To be clear: Four Seasons isn’t a venue for hardcore and metal bands exclusively. While Gozdowiak concedes that it tends to attract “heavier stuff,” he’s willing to let any act play that wants to. “I’ll book anybody,” he says. “It doesn’t matter what genre. I don’t know if limiting stuff with music is ever any good. We’ll book a three-piece folk-guitar group sometime, I’m sure. If they wanna play here, whatever. A lotta times it’s just, ‘If you wanna do it, let’s do it’ because I might be surprised to find out this band’s pretty fuckin’ cool.” (Side note: if your band is interested in playing Four Seasons, Gozdowiak advises you to send an inquiry via their Instagram account.)

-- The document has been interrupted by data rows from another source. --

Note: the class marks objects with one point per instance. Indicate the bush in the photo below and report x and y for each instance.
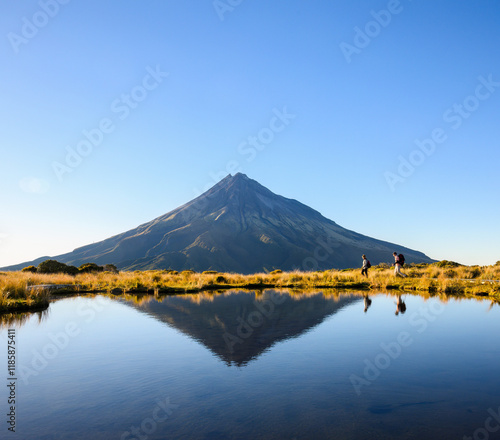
(450, 273)
(473, 272)
(172, 272)
(90, 267)
(110, 268)
(220, 279)
(31, 269)
(53, 266)
(447, 264)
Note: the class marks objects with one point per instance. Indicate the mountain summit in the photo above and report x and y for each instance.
(238, 225)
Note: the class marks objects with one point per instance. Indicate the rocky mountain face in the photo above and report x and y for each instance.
(237, 226)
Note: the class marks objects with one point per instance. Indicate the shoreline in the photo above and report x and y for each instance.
(34, 292)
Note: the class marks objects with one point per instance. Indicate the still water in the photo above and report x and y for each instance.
(248, 365)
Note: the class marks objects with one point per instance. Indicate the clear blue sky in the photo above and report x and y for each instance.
(174, 91)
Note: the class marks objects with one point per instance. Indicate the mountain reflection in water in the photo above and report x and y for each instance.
(239, 326)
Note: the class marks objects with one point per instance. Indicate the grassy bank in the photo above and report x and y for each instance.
(26, 290)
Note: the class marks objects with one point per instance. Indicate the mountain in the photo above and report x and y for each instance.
(237, 226)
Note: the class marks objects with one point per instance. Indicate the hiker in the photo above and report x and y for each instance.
(400, 306)
(365, 267)
(399, 261)
(367, 301)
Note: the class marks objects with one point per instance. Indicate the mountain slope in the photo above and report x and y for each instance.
(237, 226)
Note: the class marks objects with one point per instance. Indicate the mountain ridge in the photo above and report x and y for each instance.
(238, 225)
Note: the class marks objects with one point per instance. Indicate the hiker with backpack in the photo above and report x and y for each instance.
(399, 261)
(365, 267)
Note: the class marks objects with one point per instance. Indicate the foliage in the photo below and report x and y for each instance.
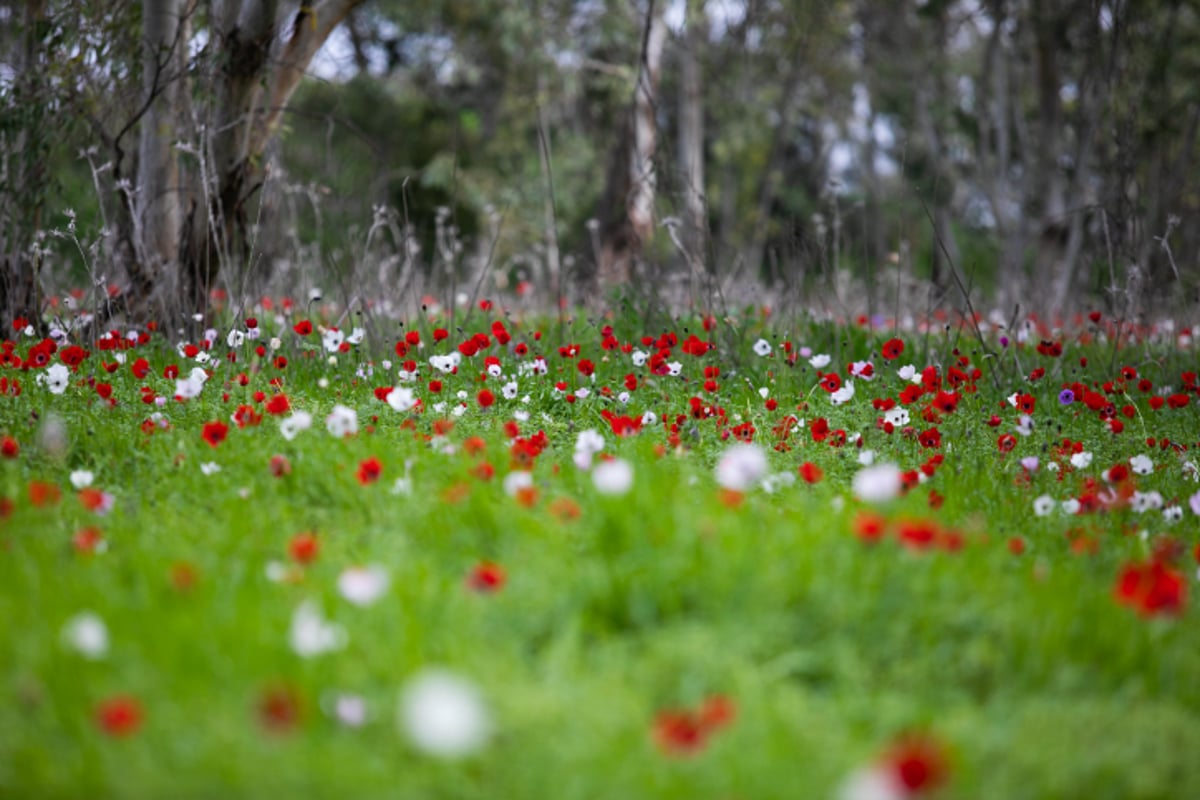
(721, 625)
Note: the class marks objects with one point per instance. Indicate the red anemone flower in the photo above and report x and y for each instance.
(369, 470)
(215, 432)
(119, 715)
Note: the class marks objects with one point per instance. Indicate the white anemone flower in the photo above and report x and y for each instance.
(363, 585)
(311, 635)
(613, 476)
(444, 715)
(742, 467)
(877, 483)
(87, 635)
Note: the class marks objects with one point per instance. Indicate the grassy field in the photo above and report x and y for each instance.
(683, 561)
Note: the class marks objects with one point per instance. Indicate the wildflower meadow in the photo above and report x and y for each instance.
(477, 553)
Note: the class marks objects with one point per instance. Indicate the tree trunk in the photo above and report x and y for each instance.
(159, 209)
(691, 139)
(23, 164)
(203, 226)
(628, 221)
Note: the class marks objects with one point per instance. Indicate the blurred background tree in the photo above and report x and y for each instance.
(855, 154)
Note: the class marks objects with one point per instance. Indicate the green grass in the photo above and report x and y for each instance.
(1025, 669)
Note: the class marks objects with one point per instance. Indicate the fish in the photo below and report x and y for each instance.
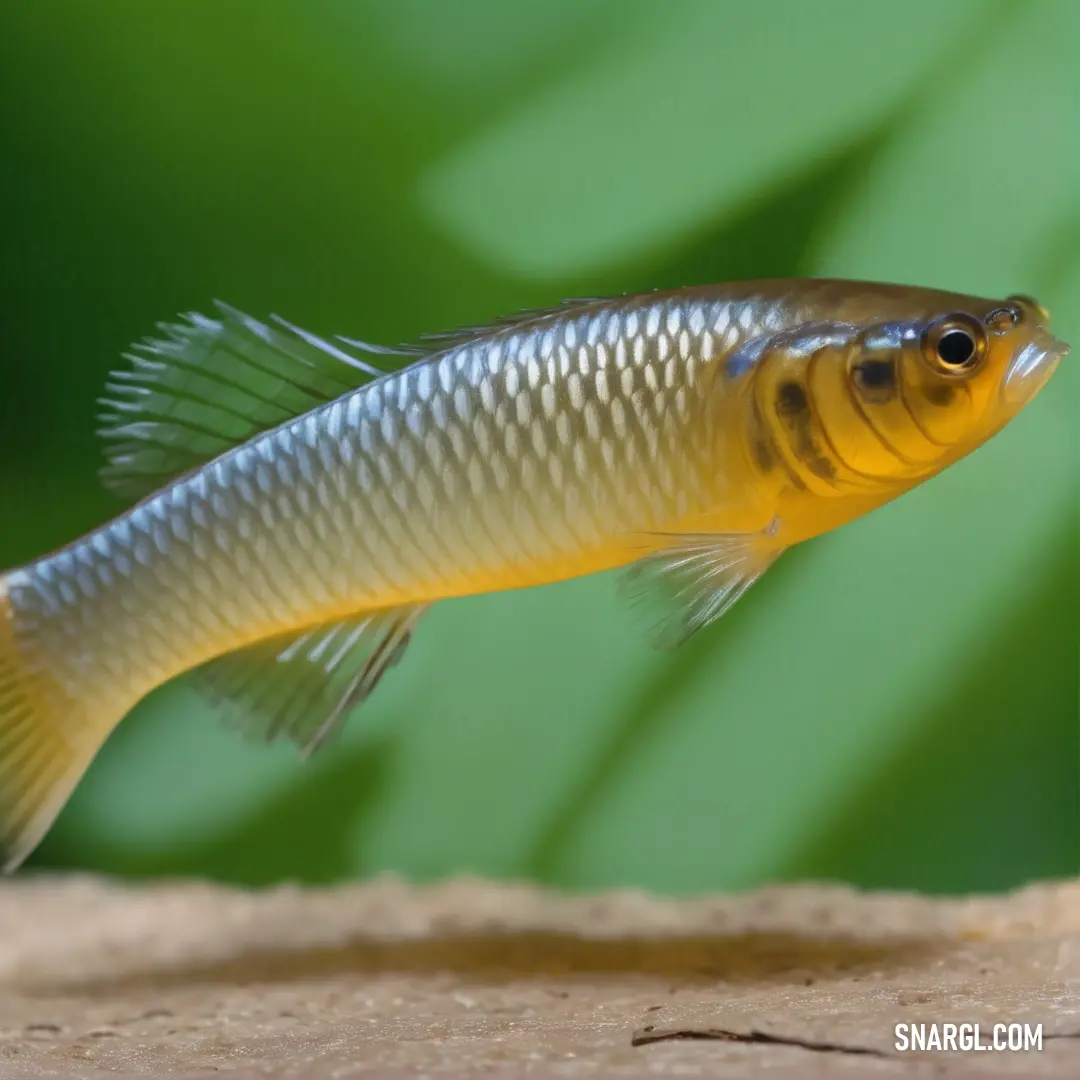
(297, 503)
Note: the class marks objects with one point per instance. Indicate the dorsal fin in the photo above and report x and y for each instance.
(210, 385)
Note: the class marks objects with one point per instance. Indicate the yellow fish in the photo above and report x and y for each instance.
(301, 507)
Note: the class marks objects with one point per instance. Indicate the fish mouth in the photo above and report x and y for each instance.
(1029, 369)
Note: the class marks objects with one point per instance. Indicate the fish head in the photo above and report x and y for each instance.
(961, 370)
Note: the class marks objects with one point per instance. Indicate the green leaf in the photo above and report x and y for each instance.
(682, 118)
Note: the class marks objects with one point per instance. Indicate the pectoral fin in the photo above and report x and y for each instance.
(678, 590)
(301, 686)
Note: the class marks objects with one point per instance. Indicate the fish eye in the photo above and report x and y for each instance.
(954, 345)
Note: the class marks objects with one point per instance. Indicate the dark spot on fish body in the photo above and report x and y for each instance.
(876, 379)
(939, 394)
(760, 443)
(793, 407)
(791, 401)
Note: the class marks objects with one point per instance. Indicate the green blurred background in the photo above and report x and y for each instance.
(895, 704)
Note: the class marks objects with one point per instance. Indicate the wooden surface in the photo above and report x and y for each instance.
(470, 979)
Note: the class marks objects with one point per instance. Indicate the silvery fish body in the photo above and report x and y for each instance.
(301, 507)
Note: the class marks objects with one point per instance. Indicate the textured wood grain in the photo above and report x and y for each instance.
(187, 980)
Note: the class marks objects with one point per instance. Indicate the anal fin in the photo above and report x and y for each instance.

And that openness is rooted—plainly, nakedly—in altruism. “I’m simple,” Gozdowiak says earnestly. “I just want [Four Seasons] to be affordable for kids, most importantly. And for adults, too, I know people are gonna come in and buy some drinks and snacks, so I’ll make a few bucks there. I’ll make a few bucks off the door. But at the end of the day, I want bands to succeed and to want to come back because they had a good experience and they got to make some decent money on their merch. You got some T-shirts on people that may not have been able to get ’em otherwise, and got kids to go, ‘Oh, that band was really fuckin’ rad. I’ll go see them again.’”
So it makes sense that Gozdowiak sees himself as a mentor of sorts, and, by extension, sees Four Seasons as a stepping stone. “My favorite thing to do here is teach lessons, and watchin’ people get better and progress is more gratifying than anything I’ve personally ever done on a skateboard,” he beams. “It’s always cool seein’ people get better and reach goals. And with the music thing—hopefully some of the bands that are playing here are able to get the bigger room at The Rave one day, and be able to do a tour where they actually make some money.”
He then shares a half-joking fantasy with a smirk: “But I always keep hopin’ that no matter who plays, one day they’re like, ‘Man, when we were first gettin’ started we played at this skate park.’ And then one day they come back and they’re like, ‘Hey, we’re rich, here’s some bucks for gettin’ us started.’”

October’s Exit
That sense of fellowship is perhaps what best defines Four Seasons. Gozdowiak uses the word “community” in reference to skating and music several times during our chat, emerging as a foundational principle. For example, here he is discussing the importance of acquiring show merch in a pre-internet world: “[Back then], you weren’t getting that shirt unless you went to the show. So when you saw somebody with that shirt, and you were at that show, you’re like, ‘Oh, I was there, too.’ They didn’t just go to a store and pick it up. So you had this community of people who like the same stuff and have fun in the same way.”
Maybe being part of a continuum, then, explains, at least in part, how Four Seasons Skate Park has survived for a quarter-century. As Gozdowiak and I spoke, customers came and went, and he was on a first-name basis with all of them. He was able to effortlessly weave in and out of small talk with everybody, going as far as noticing and then asking about a new tattoo on someone’s arm. In other words, he’s a genuinely decent person who radiates the shirt-off-your-back kindness that can inspire optimism in even the blackest-hearted of cynics.
“I’m not gonna be able to [run a skate park] forever,” he concludes, “but hopefully by helpin’ people out, the next dudes that take this over will do the same thing—give people a chance to do cool stuff.”